Treatment of sole haemorrhaging involves cutting away the haemorrhages, supplemented where necessary with placing a block. And more important still for preventing sole haemorrhaging is to ensure that feed rations and cow comfort are as optimal as possible. Sole haemorrhaging is also sometimes referred to as a symptom with a different underlying cause. It is therefore important to reveal the underlying cause in addition to treating the haemorrhaging.

 

Sole ulcers

A sole ulcer is more or less the final stage of sole haemorrhaging. Sole ulcers cause a hole in the sole. This means bacteria can gain easy access to the claw and cause damage.
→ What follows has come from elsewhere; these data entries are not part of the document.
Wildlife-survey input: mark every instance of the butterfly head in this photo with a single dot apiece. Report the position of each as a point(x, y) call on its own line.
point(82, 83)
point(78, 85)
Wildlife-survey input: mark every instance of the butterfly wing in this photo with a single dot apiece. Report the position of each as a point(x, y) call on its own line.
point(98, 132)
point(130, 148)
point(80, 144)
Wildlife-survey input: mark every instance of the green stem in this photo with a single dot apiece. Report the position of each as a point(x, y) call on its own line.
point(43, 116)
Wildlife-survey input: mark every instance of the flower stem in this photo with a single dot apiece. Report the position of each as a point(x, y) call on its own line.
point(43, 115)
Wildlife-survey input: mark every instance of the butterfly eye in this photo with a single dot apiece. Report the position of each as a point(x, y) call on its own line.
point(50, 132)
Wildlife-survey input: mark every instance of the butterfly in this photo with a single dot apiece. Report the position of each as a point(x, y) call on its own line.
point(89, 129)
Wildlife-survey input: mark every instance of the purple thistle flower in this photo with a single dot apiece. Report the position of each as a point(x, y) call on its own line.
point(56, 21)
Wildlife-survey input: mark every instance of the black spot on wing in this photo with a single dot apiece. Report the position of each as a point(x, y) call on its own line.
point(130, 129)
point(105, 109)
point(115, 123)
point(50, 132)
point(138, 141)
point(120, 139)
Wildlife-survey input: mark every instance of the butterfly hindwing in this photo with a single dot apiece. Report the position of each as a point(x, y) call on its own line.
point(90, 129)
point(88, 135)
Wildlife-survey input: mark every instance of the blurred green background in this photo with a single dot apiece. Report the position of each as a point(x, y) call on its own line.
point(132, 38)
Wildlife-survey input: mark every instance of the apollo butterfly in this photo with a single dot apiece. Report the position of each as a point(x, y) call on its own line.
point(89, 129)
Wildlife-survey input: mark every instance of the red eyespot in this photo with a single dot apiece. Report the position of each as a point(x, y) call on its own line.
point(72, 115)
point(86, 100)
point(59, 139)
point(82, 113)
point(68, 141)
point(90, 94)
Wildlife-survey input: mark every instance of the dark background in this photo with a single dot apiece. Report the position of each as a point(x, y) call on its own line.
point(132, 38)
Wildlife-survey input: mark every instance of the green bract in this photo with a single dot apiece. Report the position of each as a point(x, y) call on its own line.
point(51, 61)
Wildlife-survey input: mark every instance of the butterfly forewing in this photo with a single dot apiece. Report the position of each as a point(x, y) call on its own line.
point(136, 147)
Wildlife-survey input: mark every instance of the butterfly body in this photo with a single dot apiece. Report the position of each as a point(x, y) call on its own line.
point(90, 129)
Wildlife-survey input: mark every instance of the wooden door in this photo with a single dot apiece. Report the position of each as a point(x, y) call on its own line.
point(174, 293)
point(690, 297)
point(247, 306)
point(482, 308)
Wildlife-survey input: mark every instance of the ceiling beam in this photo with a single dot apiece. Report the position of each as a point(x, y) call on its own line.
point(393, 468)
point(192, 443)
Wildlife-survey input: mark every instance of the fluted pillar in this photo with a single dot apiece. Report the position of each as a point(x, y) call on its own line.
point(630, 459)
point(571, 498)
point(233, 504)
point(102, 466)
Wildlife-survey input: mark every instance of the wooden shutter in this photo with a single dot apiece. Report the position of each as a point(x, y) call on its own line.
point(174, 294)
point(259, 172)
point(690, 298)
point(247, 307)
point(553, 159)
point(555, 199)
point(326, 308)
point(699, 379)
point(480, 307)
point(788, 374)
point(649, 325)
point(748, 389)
A sole ulcer usually appears in the outer claw of the hind legs. It often goes hand in hand with foot rot. Since foot rot causes excess horn growth, the pressure distribution becomes uneven, exacerbating the sole ulcers.

 

Sole ulcers

1 = light

  • bruising at a typcial spot
2 = moderate

  • heavy bruising at a typical spot
3 = severe

  • hole in the sole, possibly protruding, very painful

 

And with sole ulcers too, the cause is mainly sought in feed and cow comfort. It is also described that the (protracted) administration of biotin can have a positive effect.

 

In conclusion, it can be said that there are multiple claw diseases with various underlying causes and also multiple effects. Treatment focuses mainly on good hygiene and effective cow comfort. Furthermore, well-balanced feed rations are a precondition for optimal claw quality.